What you talkin’ ’bout, Vince?
This interview with Valve’s Doug Lombardi is about a month old, but I only just found it. I apologise for how shitty that web site is; seems like it’s impossible to convince web designers that a billion widgets all over the whole page isn’t easy to use — but, hey, I’m not here to bitch at these dudes for their garbage web site, I’m here to bitch at Doug Lombardi for his crazy moon talk.
The reason I linked to the third page of that interview isn’t that I’m stupid and fucked it up, by the way. It’s because I wanted to call out Lombardi’s first comment on that page. You see that? Where he says "my hunch is that more people finished Ep2 than Ep1… because we got back to the variety of gameplay that was in Half-Life 2." Oh, and farther on down there, where he’s harshing on Episode One because it was "kind of you and Alyx fighting in the city streets the whole time."
Is Doug out at sea here, or am I really the only person in the world who likes consistent games anymore? I mean, hey Doug, that’s exactly why I liked Episode One. It had no fucking boat levels, no fucking car levels, no ridiculous crate-stacking puzzles. It was all shooter. Okay, okay, it had that one dumb bit where you’re in the parking garage pushing cars around, but outside of that, it stays within the shooter framework; the gameplay is varied, just not so wildly as before. I’m serious, is this just me? Am I really the only person who doesn’t like it when I’m infiltrating some Combine dudes and then all of a sudden I have to spend an hour playing driving levels before I can get back to it?
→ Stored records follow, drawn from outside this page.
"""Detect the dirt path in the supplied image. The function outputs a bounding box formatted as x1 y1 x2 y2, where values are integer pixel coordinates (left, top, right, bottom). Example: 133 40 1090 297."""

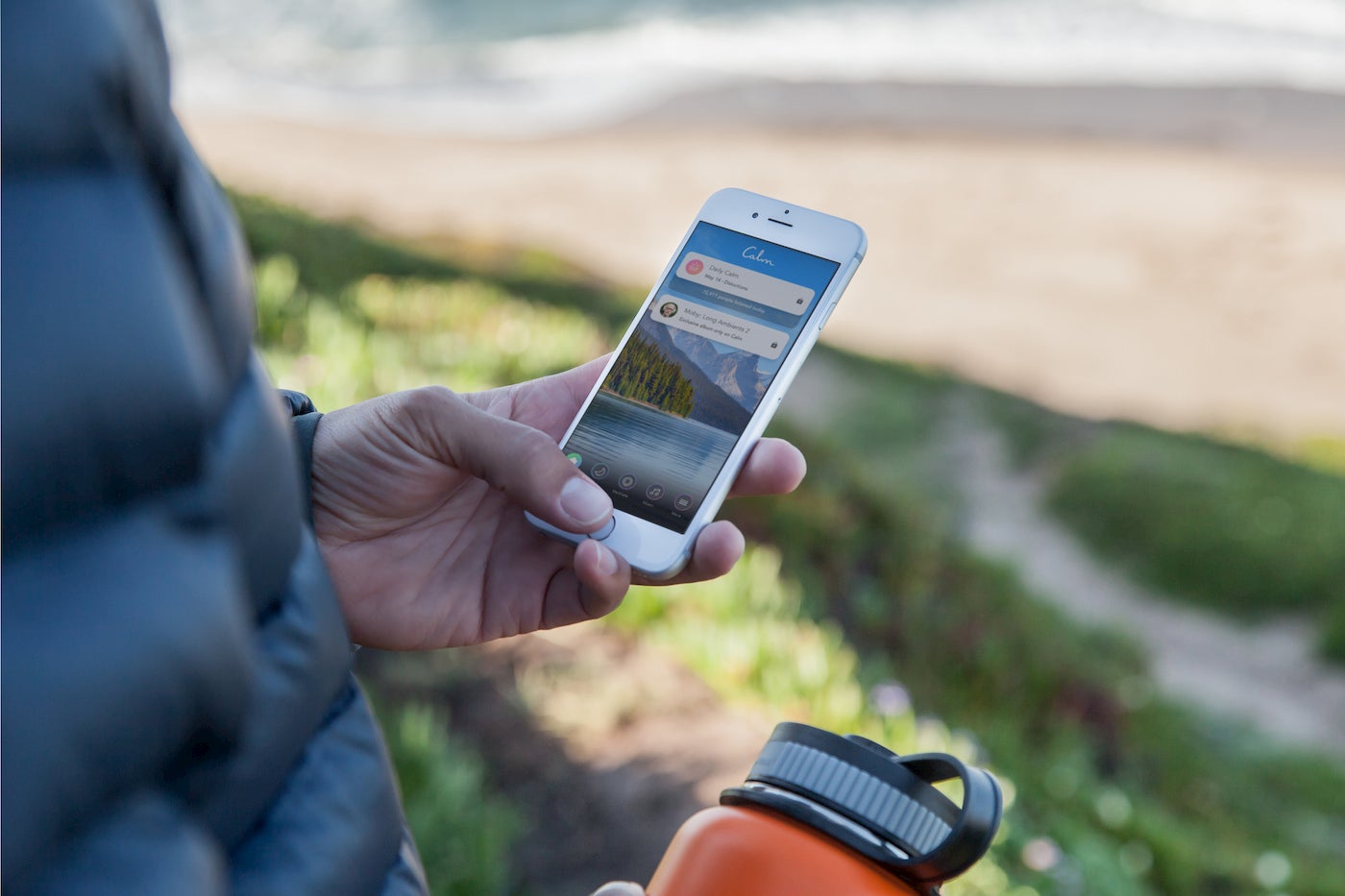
783 355 1345 756
947 397 1345 756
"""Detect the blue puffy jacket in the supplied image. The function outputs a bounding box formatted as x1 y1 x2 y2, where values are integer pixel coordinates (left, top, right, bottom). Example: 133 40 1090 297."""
0 0 424 896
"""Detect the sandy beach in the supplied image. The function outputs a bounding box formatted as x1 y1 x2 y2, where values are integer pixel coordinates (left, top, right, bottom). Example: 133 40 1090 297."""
181 85 1345 443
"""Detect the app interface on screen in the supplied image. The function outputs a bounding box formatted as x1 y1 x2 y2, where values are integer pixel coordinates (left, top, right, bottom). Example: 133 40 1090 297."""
565 222 841 533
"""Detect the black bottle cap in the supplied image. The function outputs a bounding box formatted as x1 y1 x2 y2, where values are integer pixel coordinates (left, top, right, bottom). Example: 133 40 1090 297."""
720 722 1003 892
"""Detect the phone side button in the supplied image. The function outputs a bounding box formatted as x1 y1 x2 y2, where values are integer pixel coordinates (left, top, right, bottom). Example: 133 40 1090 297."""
818 299 838 329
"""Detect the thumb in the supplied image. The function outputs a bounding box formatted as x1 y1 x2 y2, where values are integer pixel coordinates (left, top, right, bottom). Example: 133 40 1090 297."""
404 387 612 531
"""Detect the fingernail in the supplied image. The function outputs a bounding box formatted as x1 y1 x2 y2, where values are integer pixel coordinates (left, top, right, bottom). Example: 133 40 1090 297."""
593 882 645 896
561 476 612 526
598 545 616 576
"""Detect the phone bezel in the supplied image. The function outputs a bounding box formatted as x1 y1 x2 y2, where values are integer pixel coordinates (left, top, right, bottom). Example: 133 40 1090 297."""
528 188 868 580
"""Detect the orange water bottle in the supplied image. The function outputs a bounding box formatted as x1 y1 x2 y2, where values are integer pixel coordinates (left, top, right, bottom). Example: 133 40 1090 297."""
647 722 1003 896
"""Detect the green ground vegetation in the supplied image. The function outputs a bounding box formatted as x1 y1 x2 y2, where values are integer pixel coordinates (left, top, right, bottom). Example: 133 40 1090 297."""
239 198 1345 896
986 393 1345 662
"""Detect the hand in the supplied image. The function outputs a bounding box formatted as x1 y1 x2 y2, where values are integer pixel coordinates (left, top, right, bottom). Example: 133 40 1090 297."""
312 359 806 650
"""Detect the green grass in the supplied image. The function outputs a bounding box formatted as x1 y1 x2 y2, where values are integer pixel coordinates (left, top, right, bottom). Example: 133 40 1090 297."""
379 704 524 896
1050 425 1345 618
734 447 1345 896
239 189 1345 896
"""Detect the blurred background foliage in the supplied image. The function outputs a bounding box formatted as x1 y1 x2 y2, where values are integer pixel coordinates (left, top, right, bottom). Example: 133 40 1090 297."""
234 195 1345 896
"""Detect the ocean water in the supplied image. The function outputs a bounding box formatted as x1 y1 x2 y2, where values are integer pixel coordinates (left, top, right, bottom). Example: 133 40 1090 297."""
161 0 1345 135
565 393 737 531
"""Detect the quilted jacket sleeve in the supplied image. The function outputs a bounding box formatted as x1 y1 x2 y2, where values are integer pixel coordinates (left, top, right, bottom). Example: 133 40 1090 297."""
0 0 424 893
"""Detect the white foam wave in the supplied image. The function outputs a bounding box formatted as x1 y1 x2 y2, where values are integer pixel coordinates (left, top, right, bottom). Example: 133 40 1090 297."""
169 0 1345 135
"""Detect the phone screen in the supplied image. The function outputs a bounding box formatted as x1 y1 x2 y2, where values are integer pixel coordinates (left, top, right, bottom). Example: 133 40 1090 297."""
564 221 841 533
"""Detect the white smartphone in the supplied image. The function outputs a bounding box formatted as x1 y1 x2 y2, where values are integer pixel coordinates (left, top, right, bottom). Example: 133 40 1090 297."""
528 190 868 580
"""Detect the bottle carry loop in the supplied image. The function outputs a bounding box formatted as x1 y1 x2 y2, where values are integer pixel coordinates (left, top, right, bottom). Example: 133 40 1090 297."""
720 722 1003 893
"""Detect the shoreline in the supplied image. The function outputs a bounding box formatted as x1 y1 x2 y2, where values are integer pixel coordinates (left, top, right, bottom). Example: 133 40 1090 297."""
624 80 1345 164
182 85 1345 444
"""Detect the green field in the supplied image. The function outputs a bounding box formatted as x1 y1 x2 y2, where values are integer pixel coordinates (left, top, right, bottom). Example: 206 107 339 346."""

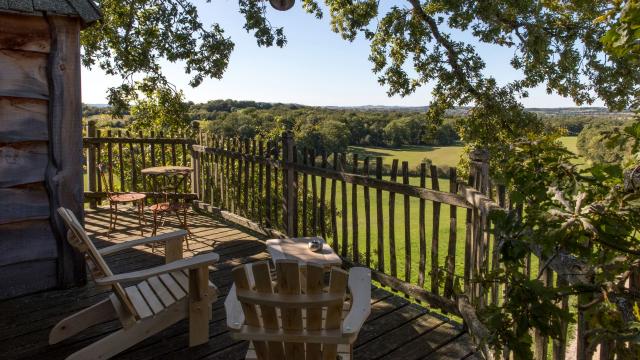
320 137 577 290
349 136 578 169
349 145 463 169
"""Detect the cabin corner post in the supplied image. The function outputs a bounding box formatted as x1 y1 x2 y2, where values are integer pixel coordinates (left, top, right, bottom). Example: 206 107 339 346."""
282 131 296 236
87 120 98 209
45 16 86 287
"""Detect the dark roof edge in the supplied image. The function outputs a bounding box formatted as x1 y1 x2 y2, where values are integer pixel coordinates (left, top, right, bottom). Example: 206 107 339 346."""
67 0 102 26
0 0 102 27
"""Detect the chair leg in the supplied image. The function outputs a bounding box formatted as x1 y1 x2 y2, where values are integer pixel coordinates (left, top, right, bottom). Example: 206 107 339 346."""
138 200 144 236
49 299 117 345
189 266 215 347
151 211 158 236
107 201 113 237
67 303 186 360
113 203 118 230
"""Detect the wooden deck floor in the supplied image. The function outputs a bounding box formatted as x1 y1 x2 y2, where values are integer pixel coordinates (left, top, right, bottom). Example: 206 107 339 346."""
0 210 479 360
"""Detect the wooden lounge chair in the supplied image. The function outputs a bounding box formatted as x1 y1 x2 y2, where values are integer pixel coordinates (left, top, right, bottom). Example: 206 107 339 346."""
224 260 371 360
49 208 219 359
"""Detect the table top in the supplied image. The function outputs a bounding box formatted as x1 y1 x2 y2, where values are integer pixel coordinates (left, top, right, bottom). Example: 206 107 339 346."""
141 166 193 175
267 237 342 267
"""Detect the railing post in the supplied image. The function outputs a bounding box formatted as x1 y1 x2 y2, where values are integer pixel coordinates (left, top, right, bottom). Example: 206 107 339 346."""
191 121 200 200
468 149 489 307
282 131 296 236
87 120 98 209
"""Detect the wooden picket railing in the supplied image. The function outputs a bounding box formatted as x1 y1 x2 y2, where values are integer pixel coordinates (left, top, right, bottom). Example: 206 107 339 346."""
84 121 196 208
85 122 606 360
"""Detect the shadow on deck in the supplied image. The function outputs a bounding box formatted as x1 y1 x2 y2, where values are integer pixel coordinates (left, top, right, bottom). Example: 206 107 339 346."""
0 210 479 359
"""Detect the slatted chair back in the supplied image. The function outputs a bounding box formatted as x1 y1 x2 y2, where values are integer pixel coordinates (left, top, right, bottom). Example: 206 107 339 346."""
232 260 348 359
98 163 115 197
58 207 140 319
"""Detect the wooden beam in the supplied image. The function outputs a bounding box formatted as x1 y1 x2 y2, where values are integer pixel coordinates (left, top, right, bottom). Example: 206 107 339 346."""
44 16 86 287
0 142 49 188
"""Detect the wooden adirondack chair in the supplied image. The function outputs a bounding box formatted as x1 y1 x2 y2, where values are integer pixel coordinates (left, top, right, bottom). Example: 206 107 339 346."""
224 260 371 360
49 208 219 359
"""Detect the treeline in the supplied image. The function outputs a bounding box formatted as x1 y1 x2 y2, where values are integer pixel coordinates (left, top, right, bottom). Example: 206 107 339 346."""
83 100 631 162
189 100 459 152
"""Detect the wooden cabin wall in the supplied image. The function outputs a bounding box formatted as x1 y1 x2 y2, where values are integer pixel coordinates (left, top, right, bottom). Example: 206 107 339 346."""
0 13 85 299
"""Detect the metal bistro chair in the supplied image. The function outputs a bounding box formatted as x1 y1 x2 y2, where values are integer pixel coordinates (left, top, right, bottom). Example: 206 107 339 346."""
98 163 146 236
143 166 193 242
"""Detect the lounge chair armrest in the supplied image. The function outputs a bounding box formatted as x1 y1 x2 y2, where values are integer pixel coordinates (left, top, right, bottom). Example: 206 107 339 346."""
98 230 188 256
224 284 244 330
96 252 220 285
342 267 371 339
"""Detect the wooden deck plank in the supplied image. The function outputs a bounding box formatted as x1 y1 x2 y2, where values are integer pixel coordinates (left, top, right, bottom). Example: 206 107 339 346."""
384 323 464 359
0 210 474 360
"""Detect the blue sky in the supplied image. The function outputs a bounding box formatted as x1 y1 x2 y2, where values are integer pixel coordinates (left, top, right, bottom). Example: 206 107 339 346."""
82 0 601 107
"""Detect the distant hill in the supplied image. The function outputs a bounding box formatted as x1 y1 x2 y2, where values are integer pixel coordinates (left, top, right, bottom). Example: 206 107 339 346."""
328 105 633 116
84 100 633 117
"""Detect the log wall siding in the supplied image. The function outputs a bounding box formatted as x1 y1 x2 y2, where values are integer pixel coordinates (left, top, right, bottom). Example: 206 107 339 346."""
0 12 85 299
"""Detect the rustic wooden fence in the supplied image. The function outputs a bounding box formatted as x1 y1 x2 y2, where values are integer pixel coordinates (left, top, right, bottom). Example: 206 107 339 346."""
85 127 609 360
84 122 196 208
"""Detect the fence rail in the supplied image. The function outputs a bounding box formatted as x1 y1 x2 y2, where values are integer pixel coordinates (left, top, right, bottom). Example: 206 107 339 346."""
83 122 196 208
84 125 608 360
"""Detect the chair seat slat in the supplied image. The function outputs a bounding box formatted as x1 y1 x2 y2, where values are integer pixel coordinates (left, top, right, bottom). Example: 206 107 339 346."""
136 281 164 314
147 276 176 307
125 286 153 319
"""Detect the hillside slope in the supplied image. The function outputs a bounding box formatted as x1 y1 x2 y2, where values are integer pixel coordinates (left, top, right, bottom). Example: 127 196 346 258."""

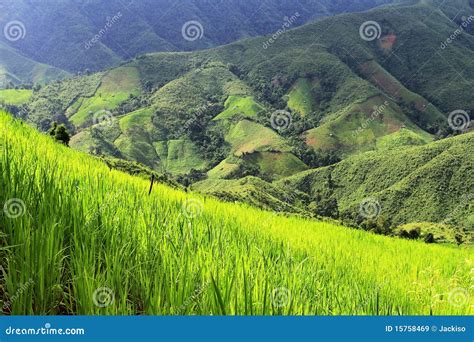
193 133 474 242
0 113 473 315
19 0 474 180
0 42 70 89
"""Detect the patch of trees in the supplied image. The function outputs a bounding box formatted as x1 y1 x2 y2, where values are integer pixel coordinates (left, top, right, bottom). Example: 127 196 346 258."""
115 94 150 115
290 137 341 169
176 169 207 188
48 122 71 146
226 161 261 179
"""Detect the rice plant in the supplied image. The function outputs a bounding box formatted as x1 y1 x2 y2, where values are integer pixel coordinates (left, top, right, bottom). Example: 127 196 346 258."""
0 113 473 315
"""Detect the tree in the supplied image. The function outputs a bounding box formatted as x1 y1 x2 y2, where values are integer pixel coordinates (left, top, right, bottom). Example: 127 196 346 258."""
49 122 71 146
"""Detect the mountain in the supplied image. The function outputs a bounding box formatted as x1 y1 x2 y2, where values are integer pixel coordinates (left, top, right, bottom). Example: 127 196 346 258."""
192 130 474 242
0 0 474 236
0 0 390 72
0 112 472 315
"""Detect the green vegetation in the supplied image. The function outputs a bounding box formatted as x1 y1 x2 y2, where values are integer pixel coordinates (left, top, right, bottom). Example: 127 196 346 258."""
0 0 391 78
0 113 473 315
288 78 317 116
215 96 264 120
6 0 474 238
0 89 33 106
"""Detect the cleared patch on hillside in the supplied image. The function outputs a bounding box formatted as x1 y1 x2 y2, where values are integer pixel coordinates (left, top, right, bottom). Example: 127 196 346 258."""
68 67 141 127
244 152 308 180
225 120 290 156
214 96 265 120
287 78 320 116
304 96 432 156
0 89 33 106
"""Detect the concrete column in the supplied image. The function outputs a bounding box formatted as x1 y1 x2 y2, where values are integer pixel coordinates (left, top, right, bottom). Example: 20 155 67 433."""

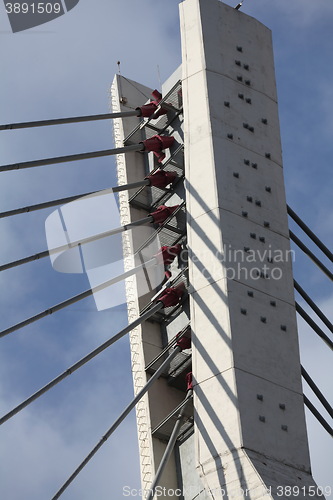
180 0 318 499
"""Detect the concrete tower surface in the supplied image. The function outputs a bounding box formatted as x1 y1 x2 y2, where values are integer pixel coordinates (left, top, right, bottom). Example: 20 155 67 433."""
180 0 319 499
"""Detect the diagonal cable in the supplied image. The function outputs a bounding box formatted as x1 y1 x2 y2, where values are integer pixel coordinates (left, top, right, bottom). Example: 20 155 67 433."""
289 231 333 281
294 280 333 333
295 302 333 350
52 346 181 500
0 301 163 425
301 366 333 418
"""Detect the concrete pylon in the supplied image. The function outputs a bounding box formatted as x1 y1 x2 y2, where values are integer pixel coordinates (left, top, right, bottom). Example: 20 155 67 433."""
180 0 323 499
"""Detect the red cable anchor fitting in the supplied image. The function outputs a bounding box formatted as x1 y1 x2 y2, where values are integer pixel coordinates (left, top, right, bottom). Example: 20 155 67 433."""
135 90 168 118
186 372 193 391
145 170 178 188
149 205 179 225
140 135 175 163
157 283 185 307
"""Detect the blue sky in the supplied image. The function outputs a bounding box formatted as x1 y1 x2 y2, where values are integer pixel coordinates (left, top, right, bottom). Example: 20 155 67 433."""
0 0 333 500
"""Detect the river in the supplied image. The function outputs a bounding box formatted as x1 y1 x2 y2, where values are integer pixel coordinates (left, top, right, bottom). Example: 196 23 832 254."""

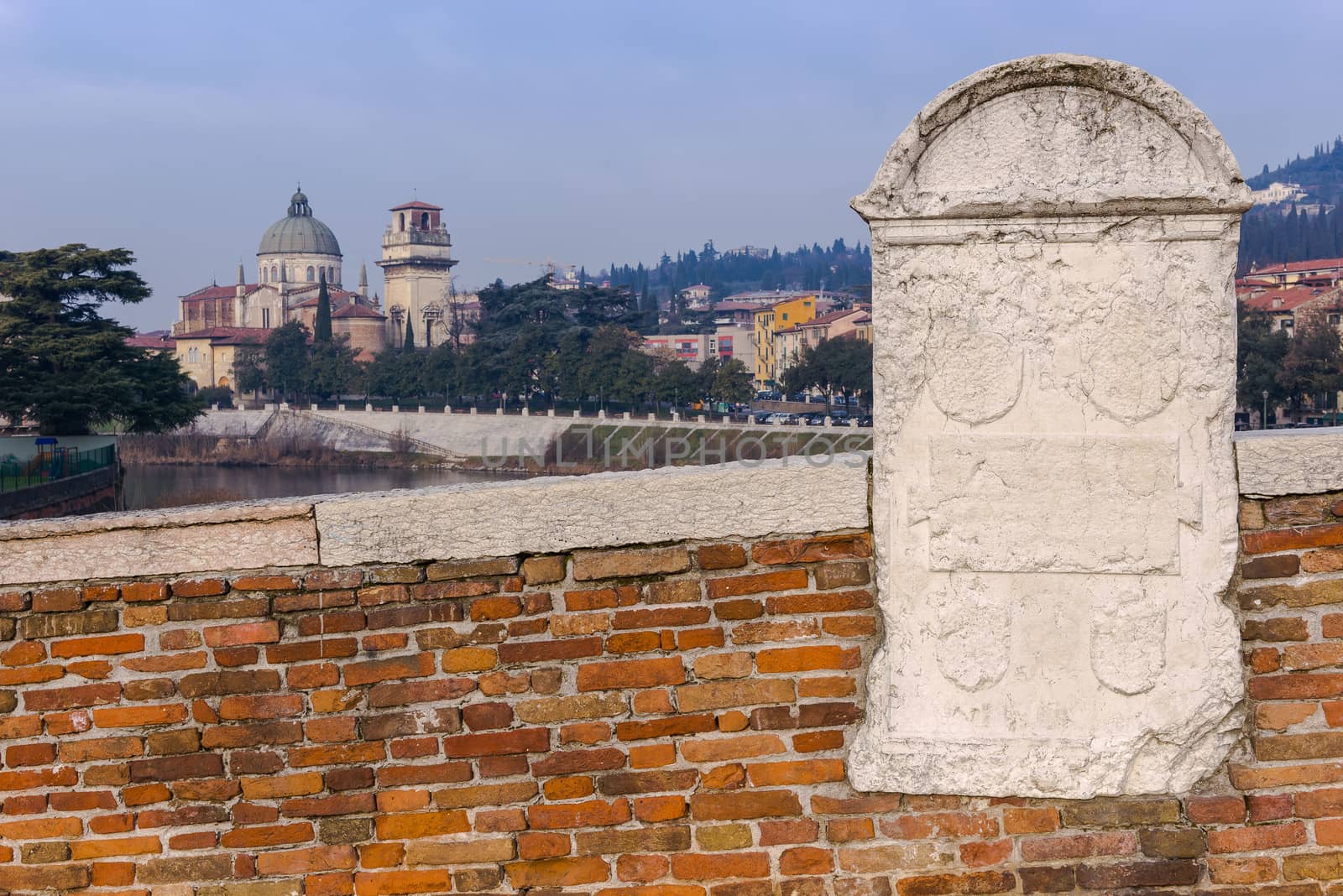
123 464 517 510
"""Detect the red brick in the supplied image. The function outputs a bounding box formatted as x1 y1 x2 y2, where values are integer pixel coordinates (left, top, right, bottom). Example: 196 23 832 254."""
694 544 747 569
577 657 685 690
1207 820 1305 853
504 856 611 891
756 647 862 674
342 652 436 687
1241 524 1343 554
707 569 807 601
672 852 770 880
690 790 802 820
443 728 551 757
51 634 145 656
750 533 871 565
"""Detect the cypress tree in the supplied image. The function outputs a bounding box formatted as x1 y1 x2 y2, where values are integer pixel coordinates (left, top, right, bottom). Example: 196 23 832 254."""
313 271 332 342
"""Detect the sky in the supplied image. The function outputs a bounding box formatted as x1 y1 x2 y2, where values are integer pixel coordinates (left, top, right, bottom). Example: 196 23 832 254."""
0 0 1343 330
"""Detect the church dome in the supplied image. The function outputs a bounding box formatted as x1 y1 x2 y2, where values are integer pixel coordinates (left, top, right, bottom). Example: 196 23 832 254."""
257 190 340 256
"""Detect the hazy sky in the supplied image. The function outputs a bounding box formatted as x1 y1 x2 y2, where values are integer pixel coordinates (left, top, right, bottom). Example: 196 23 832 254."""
0 0 1343 329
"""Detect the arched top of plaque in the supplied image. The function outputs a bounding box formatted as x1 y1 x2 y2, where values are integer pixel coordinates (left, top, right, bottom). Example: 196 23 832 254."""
853 54 1251 221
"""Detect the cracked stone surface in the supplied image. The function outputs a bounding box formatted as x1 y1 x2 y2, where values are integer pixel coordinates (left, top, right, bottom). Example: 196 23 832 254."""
317 453 869 566
1236 426 1343 497
850 55 1249 798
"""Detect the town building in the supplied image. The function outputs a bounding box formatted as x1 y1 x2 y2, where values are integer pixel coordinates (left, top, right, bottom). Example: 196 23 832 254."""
745 293 818 389
172 190 385 367
173 323 265 392
378 199 457 347
681 283 713 309
643 326 755 370
172 190 467 388
774 305 871 383
1236 286 1343 336
1251 181 1305 206
1236 259 1343 289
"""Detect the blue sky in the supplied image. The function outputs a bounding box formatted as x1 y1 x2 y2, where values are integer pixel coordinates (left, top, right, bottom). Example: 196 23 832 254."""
0 0 1343 329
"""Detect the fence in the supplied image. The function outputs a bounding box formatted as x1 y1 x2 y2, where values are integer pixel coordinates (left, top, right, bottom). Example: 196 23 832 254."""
0 444 117 492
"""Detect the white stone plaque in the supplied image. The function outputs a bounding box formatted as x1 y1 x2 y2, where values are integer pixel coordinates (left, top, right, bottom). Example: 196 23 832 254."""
849 55 1249 798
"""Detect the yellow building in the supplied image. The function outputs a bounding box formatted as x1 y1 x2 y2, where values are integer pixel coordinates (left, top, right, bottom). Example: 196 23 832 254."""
752 293 817 389
175 327 270 392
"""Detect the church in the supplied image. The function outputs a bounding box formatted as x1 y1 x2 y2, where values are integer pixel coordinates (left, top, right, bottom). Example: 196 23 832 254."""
172 189 472 388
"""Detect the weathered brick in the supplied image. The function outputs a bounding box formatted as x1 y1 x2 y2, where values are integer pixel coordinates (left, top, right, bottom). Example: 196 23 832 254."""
513 694 629 724
694 544 747 569
522 554 568 585
1077 860 1200 889
643 578 701 603
707 569 807 601
577 657 685 690
756 645 862 674
1241 616 1309 641
690 790 802 820
1207 820 1305 853
499 637 602 665
341 652 436 687
1061 797 1179 827
1241 554 1311 578
18 607 117 640
1241 524 1343 554
896 871 1016 896
504 856 611 889
573 547 690 582
677 679 797 712
750 533 871 565
443 728 551 757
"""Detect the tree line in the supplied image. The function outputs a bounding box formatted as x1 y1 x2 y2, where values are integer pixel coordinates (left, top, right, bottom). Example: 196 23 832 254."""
1236 309 1343 417
0 242 206 436
601 239 871 314
233 276 750 405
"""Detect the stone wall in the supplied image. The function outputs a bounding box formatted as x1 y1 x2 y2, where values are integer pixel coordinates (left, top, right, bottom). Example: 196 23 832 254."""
0 473 1343 896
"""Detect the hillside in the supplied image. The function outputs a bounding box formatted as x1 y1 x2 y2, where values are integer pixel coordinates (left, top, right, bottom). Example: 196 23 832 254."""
1237 137 1343 273
1245 137 1343 197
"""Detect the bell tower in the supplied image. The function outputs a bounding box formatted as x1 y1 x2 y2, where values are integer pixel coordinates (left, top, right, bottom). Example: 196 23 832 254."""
378 199 457 347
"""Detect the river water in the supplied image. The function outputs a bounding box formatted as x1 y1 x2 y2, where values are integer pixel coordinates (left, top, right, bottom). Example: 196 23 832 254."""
123 464 517 510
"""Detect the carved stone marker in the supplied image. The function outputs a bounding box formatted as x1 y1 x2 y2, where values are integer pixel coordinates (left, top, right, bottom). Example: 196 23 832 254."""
850 55 1249 798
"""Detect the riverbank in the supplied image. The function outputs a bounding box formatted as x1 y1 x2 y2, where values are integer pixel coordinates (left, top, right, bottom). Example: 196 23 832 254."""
118 432 446 470
121 463 519 510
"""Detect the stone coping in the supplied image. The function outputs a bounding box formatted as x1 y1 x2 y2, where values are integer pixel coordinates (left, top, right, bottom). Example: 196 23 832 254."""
0 452 870 587
1234 426 1343 497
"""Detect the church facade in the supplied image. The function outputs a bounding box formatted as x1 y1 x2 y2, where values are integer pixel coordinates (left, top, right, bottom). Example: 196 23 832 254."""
172 190 468 388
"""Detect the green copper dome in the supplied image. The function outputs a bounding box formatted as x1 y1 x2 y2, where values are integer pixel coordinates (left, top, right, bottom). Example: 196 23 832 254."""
257 190 340 256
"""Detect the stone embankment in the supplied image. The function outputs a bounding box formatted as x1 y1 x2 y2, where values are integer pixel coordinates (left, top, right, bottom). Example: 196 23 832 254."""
175 406 871 473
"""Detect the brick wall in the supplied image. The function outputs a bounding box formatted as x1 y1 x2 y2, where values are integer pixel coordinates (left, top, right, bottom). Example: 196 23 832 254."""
0 509 1343 896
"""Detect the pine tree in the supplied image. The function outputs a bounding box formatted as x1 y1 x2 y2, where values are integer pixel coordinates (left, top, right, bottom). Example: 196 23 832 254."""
313 271 332 342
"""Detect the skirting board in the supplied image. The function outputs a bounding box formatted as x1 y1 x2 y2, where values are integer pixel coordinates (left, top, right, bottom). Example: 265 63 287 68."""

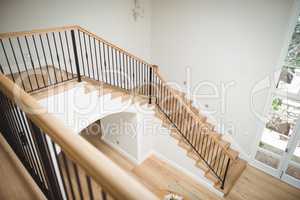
102 137 139 165
145 150 224 197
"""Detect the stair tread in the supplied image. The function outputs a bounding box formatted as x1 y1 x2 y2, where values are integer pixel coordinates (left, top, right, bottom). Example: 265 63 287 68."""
170 130 182 140
204 170 220 186
196 159 209 173
178 138 192 151
227 148 240 160
187 149 200 161
215 159 247 195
Since, frankly, what I didn’t like about Half-life 2, and what I didn’t like about Episode Two, is that they both kept interrupting the game to make me do some dumb shit I didn’t want to do. Stack crates, boat, car, stack crates, car, crates, seige fight in the goddamn CAR. You see where I’m going with this? Episode One didn’t do that nonsense. So, hey Doug, bite me. The end.